Cinq ans après les législatives contestées de 2005 qui avaient débouché sur une répression sanglante faisant environ 200 morts, l’opposition éthiopienne et le pouvoir central viennent d’engager un nouveau bras de fer. « Nous n’allons pas accepter les résultats [des législatives de dimanche dernier, NDLR] et nous allons demander de nouvelles élections », a affirmé Merara Gudina, l’un des principaux dirigeants du Forum pour la démocratie et le dialogue (Medrek), la coalition d’opposition regroupant huit partis, à l’issue d’une réunion collective.

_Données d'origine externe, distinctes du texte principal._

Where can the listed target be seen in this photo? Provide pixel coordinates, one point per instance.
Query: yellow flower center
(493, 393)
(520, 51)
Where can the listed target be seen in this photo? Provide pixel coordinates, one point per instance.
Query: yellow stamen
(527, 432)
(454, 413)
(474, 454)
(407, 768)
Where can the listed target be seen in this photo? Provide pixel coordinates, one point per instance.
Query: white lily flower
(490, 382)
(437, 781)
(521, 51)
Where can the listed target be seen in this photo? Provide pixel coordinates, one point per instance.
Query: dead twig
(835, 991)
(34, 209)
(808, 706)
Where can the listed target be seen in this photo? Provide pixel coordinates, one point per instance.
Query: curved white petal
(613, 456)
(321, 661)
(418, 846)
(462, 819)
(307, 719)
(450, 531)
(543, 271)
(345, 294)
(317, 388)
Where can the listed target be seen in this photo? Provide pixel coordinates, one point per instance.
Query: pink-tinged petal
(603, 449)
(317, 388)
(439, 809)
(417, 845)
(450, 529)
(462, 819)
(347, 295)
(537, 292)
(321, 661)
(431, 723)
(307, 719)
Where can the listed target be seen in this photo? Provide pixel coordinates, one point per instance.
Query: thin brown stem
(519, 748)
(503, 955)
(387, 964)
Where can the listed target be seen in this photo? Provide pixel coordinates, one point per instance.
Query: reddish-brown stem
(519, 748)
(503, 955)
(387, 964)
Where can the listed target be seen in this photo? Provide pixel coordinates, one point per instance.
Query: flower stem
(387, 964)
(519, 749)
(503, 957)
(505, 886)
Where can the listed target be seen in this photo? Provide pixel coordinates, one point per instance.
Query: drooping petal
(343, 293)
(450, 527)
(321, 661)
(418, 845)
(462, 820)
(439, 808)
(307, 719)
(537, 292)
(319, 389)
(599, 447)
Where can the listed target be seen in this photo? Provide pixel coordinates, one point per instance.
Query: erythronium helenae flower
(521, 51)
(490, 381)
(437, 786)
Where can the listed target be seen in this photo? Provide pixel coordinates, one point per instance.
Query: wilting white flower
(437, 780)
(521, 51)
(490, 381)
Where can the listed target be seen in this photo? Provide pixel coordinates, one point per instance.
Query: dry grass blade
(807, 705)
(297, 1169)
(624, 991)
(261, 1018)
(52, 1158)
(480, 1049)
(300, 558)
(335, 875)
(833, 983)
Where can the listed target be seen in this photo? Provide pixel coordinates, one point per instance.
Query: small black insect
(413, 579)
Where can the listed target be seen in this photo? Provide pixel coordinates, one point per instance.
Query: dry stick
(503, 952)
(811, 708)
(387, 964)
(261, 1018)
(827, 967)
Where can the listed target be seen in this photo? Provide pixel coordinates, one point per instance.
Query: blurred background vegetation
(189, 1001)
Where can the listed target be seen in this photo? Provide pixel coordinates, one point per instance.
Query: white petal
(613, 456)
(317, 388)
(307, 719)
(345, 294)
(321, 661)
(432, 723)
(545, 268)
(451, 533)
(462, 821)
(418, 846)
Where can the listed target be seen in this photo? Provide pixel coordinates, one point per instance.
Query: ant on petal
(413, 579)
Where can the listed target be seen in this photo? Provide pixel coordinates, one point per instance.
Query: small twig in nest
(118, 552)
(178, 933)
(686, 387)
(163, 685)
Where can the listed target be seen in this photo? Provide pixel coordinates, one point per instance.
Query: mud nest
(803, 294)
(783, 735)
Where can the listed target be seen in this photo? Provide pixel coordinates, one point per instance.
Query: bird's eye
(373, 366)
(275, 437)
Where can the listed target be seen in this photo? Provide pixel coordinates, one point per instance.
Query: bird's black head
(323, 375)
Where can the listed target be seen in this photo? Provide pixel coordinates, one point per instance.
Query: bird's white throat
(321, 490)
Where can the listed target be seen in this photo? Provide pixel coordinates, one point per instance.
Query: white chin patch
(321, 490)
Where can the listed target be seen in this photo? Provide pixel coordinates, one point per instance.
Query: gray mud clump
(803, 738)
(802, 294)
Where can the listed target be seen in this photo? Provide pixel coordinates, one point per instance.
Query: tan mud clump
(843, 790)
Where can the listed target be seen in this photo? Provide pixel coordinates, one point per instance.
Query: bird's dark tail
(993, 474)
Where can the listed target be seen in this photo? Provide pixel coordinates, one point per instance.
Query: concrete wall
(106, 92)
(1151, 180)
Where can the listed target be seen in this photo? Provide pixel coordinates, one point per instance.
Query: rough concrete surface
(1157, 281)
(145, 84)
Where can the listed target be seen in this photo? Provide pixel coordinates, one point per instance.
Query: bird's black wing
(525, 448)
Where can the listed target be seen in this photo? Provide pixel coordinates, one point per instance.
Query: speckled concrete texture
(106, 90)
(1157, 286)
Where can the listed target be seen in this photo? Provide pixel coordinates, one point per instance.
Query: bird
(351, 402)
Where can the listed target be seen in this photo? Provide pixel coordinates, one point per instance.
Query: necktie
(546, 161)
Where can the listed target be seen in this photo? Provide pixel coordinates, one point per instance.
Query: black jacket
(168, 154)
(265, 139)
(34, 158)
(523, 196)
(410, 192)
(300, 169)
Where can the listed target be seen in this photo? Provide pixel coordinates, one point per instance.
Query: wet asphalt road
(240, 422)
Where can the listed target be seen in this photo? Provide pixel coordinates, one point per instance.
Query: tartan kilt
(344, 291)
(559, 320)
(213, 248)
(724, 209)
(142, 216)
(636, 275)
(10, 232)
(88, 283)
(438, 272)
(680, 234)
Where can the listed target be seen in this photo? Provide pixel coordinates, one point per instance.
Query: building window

Réplique immédiate du Premier ministre et ancien chef de guérilla Meles Zenawi, qui envisageait il y a peu de prendre sa retraite : « Ces appels pour un nouveau scrutin sont complètement injustifiés (…). S’il peuvent prouver que 50 % ou 100 % des sièges ont été gagnés de façon illicite, alors ils ont leur chance devant un tribunal. Mais ils appellent à de nouvelles élections sur la base d’allégations infondées », a-t-il déclaré à la presse.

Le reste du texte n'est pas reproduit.